CINCINNATI -- We celebrate Black History Month in February, but the previously untold history and rich heritage of Cincinnati's African-American community will now be available year-round on a new online project.
The Black Agenda Cincinnati and The Cincinnati Herald have launched Cincinnati Black History, a digital hub for user-submitted stories about the unique experiences and lives of black Cincinnatians.
The goal of this project is to give the public an opportunity to share and preserve its unfiltered, personal stories of heritage in its own voices.
“We, as African-Americans, typically have our stories told for us — in history books and schools, television and movies. And while we seem to be entering a time where our fight to have true ownership over our narrative is breaking through, it’s a struggle that’s far from over,” wrote Dwight Tillery, Black Agenda Cincinnati co-convener, in a news release. “That’s why the Black Agenda Cincinnati and The Cincinnati Herald are coming together to give us a chance to tell our history, share our experiences and preserve them in one place for posterity.”
People within Cincinnati’s African-American community are invited to submit their stories through the site. They’ll also have the opportunity to include photos and will be able to organize them under a variety of categories, including business, slavery, sports, civil unrest and several more. Tutorials on the site will help guide users through the process.
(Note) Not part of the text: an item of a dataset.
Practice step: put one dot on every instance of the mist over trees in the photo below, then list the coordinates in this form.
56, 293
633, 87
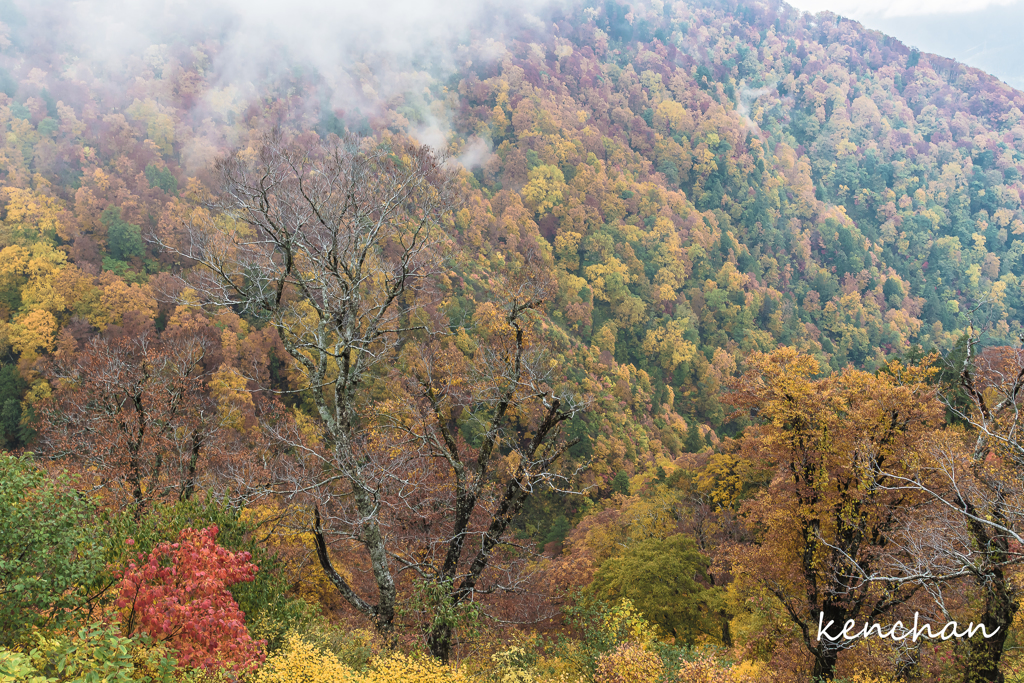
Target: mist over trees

“As the leading African-American multimedia publisher in the region, working with The Black Agenda Cincinnati on Cincinnati Black History was a natural extension of what we do every day -- tell the stories of the African-American community,” said Jan-Michele Lemon Kearney, publisher of The Cincinnati Herald. “This is an educational and experiential online destination where we can reclaim our narrative by simply sharing our stories that make us who we are today. Whether the accounts are from our own lives, the stories of our ancestors or our hopes for our descendants’ futures, this is a place where our history can live on in a voice that is our own and no one else’s.”